When merging two sorted linked lists, we want to know how the time needed grows as the lists get longer.

We ask: How many steps does it take to combine both lists into one sorted list?

Analyze the time complexity of the following code snippet.

class ListNode:
    def __init__(self, val=0, next=None):
        self.val = val
        self.next = next

def mergeTwoLists(l1, l2):
    dummy = ListNode()
    tail = dummy
    while l1 and l2:
        if l1.val <= l2.val:
            tail.next = l1
            l1 = l1.next
        else:
            tail.next = l2
            l2 = l2.next
        tail = tail.next
    tail.next = l1 or l2
    return dummy.next
    

This code merges two sorted linked lists by repeatedly choosing the smaller head node.

Identify the loops, recursion, array traversals that repeat.

• Primary operation: The while loop that compares nodes from both lists.
• How many times: It runs until all nodes from both lists are processed, so roughly the total number of nodes combined.

As the total number of nodes increases, the steps to merge grow roughly the same amount.

Input Size (total nodes)	Approx.

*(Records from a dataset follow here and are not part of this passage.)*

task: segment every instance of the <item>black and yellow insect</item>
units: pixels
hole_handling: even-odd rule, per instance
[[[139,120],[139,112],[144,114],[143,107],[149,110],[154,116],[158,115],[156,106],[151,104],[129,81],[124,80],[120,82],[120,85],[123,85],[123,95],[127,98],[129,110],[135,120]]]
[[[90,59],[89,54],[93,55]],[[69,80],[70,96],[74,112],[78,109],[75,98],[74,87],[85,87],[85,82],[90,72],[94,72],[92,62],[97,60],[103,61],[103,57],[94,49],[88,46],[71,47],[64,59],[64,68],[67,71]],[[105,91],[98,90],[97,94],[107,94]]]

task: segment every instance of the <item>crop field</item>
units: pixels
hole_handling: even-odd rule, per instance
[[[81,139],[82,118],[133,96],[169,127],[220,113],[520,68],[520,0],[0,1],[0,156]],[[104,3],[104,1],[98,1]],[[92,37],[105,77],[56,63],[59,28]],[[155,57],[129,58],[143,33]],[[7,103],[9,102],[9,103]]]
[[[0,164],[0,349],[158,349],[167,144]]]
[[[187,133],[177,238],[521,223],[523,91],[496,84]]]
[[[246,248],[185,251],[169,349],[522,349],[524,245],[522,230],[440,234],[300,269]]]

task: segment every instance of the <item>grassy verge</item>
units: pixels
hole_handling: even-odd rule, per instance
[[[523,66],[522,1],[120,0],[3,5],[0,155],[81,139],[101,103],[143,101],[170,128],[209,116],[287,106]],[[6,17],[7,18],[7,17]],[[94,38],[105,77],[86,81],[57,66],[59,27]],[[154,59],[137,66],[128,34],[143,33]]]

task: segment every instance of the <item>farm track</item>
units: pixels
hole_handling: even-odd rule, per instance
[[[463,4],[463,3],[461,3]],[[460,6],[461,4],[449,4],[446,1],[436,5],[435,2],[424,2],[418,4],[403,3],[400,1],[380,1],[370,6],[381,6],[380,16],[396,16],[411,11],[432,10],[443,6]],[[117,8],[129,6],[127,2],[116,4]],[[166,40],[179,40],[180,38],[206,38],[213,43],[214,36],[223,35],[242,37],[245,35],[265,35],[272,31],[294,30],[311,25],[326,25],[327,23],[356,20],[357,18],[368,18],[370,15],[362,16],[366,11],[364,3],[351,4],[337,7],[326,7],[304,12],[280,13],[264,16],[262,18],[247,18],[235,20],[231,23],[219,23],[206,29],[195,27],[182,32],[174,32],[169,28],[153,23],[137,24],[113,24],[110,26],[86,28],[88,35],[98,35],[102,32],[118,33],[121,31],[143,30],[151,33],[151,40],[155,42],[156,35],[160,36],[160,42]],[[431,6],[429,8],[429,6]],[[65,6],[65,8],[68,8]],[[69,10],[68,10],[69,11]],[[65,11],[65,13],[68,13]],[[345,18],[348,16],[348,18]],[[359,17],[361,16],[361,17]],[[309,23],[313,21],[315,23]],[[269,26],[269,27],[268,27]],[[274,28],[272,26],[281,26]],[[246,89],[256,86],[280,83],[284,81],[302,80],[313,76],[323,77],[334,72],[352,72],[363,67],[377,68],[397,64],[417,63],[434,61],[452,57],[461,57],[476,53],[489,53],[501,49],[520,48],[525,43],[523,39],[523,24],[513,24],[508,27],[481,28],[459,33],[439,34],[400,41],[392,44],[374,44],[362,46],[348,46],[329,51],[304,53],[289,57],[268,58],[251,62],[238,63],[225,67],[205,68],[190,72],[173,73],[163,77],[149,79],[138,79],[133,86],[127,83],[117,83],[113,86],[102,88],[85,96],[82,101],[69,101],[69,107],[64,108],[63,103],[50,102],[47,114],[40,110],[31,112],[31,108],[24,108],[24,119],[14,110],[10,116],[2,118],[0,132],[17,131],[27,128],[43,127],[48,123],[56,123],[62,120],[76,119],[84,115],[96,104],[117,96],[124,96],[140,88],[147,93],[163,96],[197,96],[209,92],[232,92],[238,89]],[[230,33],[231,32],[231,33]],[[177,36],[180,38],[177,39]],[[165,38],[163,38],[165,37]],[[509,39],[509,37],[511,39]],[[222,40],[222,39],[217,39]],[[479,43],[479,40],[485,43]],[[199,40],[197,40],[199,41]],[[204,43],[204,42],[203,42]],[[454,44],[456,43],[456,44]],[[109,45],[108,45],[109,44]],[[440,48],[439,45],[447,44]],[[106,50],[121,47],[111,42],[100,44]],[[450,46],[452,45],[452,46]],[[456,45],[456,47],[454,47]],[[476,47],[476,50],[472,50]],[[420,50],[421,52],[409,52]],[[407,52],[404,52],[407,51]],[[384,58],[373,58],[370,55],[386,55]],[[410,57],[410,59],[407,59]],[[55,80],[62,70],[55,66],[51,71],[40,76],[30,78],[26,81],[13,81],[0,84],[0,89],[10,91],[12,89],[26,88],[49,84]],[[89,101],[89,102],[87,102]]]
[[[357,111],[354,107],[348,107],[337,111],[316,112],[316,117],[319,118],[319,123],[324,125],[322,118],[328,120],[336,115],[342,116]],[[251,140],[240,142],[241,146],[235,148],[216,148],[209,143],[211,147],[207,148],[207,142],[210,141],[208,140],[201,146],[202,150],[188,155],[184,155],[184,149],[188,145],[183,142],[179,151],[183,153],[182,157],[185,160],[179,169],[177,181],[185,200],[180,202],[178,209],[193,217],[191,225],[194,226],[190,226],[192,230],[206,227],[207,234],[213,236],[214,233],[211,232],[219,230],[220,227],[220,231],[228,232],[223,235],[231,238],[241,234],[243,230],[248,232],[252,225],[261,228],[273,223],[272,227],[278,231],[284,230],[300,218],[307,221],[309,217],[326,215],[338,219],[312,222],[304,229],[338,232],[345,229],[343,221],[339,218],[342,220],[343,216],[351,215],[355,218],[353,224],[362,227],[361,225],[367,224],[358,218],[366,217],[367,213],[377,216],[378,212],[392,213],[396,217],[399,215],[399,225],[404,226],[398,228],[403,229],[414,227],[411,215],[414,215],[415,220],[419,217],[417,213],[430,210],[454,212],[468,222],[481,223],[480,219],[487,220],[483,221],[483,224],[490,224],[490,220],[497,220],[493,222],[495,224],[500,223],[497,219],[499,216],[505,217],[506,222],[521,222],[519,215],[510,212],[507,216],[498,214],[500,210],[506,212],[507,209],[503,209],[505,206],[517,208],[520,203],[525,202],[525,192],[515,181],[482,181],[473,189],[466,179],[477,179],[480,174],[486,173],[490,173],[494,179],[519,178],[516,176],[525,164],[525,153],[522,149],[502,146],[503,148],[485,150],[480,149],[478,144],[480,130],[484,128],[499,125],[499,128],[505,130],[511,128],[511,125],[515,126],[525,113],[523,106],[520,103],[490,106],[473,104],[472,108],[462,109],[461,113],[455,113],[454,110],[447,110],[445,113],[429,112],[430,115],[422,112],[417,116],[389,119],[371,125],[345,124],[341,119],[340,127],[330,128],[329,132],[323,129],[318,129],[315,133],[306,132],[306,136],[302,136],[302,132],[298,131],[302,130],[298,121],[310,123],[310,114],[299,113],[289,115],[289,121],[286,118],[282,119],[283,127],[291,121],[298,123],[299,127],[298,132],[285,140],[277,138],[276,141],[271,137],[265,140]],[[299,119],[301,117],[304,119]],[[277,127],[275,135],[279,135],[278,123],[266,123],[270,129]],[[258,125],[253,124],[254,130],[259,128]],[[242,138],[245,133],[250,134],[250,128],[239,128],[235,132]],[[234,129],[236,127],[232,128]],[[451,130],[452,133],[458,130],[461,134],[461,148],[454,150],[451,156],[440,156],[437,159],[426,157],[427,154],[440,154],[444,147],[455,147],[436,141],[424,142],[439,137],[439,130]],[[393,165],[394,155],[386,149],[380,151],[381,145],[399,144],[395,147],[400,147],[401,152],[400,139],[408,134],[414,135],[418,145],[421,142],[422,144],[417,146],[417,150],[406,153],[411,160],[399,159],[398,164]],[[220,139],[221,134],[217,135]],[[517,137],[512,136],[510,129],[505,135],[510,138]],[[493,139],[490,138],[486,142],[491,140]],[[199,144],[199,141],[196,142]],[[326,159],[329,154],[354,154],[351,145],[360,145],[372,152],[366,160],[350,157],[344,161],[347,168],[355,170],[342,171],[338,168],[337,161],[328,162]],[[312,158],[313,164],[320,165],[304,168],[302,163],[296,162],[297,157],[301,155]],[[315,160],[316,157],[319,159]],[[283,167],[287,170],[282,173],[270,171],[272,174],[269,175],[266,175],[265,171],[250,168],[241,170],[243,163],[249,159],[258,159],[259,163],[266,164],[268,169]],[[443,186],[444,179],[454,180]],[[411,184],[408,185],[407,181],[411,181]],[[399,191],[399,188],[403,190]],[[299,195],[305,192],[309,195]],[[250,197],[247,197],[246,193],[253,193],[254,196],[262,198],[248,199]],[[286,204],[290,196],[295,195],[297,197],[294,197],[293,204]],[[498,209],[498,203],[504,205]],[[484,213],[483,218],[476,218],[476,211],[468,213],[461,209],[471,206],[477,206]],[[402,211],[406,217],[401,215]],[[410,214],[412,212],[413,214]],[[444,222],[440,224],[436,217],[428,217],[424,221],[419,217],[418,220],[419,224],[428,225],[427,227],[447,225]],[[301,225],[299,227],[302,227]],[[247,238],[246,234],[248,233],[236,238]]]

Operations
10	About 10 comparisons and moves
100	About 100 comparisons and moves
1000	About 1000 comparisons and moves

Pattern observation: The work grows linearly with the total number of nodes.

Time Complexity: O(n + m)

This means the time grows in direct proportion to the total number of nodes in both lists combined.

[X] Wrong: "Merging two lists takes O(n * m) time because of nested comparisons."

[OK] Correct: The code only compares one node from each list at a time, moving forward without going back, so it never repeats work for the same nodes.

Understanding this linear merging process shows you can handle combining sorted data efficiently, a key skill in many coding problems.

"What if the input lists were stored as arrays instead of linked lists? How would the time complexity change?"